# The Bottle Shock Open International Competition



## bottleshocker (Apr 29, 2015)

Dear Home Wine Enthusiast,

We are delighted to announce that The Bottle Shock Open Home Wine Competition will be holding its Second Annual Competition on Friday, June 19, 2015, at the Lodi Grape Festival Grounds in Lodi, CA.


The Educational Judging Competition!

Put the deadline for entry on your calendar – June 3, 2015

This national/international competition has built on a successful first year in the heart of wine country with seasoned professionals and experienced hosts orchestrating this wine competition, some for as long as 27 years!

So get your wines ready for judging (in a way you don’t usually get) and view feedback on your wines like never before offered.
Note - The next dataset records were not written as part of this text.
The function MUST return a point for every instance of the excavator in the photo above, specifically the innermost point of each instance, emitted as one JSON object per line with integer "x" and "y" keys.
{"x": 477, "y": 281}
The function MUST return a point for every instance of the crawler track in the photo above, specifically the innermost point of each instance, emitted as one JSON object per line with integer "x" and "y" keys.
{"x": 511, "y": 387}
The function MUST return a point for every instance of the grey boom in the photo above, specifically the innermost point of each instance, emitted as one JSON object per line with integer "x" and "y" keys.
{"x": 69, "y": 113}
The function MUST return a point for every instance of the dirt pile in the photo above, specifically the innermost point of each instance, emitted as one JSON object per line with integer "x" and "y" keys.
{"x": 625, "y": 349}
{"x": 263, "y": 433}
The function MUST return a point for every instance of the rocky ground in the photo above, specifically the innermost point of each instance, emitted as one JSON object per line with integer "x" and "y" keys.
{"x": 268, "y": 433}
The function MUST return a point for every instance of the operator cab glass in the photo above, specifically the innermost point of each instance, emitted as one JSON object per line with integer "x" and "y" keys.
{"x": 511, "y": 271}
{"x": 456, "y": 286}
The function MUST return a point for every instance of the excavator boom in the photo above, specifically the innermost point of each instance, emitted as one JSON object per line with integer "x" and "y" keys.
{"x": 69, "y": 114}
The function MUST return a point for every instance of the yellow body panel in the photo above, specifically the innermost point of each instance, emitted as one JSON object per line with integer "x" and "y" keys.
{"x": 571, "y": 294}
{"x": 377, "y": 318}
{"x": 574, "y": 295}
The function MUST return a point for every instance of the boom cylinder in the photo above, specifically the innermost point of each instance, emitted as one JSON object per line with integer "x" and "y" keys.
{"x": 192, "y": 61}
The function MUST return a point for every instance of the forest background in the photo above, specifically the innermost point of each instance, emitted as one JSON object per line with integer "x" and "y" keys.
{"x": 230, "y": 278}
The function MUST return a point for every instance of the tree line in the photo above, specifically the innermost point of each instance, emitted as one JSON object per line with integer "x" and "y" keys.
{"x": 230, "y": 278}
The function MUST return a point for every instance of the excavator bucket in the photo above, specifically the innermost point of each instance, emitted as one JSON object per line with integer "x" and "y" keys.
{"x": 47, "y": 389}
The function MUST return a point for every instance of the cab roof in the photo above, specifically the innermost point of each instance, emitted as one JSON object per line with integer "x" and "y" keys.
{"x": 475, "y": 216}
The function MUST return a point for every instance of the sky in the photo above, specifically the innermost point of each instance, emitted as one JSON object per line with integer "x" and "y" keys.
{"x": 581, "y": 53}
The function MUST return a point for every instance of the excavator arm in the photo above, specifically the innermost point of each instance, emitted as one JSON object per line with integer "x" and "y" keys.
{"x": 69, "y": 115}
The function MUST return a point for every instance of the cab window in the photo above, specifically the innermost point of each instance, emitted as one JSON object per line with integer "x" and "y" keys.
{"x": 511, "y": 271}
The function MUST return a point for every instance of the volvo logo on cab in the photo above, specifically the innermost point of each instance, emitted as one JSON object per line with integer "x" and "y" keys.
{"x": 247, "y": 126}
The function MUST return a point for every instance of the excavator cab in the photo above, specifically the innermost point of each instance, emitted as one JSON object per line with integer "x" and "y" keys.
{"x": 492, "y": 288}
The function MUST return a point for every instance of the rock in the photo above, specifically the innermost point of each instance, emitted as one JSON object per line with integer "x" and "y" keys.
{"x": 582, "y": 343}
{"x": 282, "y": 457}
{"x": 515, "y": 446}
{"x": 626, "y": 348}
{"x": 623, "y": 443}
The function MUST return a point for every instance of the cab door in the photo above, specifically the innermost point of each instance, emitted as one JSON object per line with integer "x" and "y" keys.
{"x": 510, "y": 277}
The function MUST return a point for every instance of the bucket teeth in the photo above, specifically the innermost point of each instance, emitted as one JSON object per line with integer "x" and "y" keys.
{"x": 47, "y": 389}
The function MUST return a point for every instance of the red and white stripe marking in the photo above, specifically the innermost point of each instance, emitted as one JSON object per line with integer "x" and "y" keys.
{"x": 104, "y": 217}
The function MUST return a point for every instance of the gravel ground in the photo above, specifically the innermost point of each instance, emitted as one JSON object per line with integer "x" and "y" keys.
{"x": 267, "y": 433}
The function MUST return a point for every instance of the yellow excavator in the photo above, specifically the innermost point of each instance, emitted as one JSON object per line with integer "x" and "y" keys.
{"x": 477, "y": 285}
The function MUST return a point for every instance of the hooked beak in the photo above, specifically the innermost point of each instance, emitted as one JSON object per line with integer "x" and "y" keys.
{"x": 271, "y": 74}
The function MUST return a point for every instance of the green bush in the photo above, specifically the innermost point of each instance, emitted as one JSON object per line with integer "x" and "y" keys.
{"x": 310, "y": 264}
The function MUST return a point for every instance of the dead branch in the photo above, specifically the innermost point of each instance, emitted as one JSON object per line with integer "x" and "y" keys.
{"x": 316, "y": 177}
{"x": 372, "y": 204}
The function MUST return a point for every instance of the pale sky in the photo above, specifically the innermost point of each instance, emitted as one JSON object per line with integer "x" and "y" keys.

Enter NOW at www.bottleshockopen.com

Thank you for striving for excellence in winemaking!

Regards,
John Bischoff 
The Bottle Shock Open Team


----------



## ibglowin (Apr 29, 2015)

*Two 750ml* bottles required and a *$20* entry fee……..


----------



## JohnT (Apr 29, 2015)

Plus shipping to CA.....


----------



## ibglowin (Apr 29, 2015)

Thats not an issue for me but no way in He11 would I ver part with two bottles for a single entry.


----------



## wineforfun (Apr 29, 2015)

You guys can send me 1 750ml bottle with no entry fee and I will tell you how great your wine is.


----------



## codeman (Apr 29, 2015)

Will participants receive medals? Obviously provided their wine scores high enough.


----------



## ibglowin (Apr 29, 2015)

Probably best to just go to the website and download the registration materials.


----------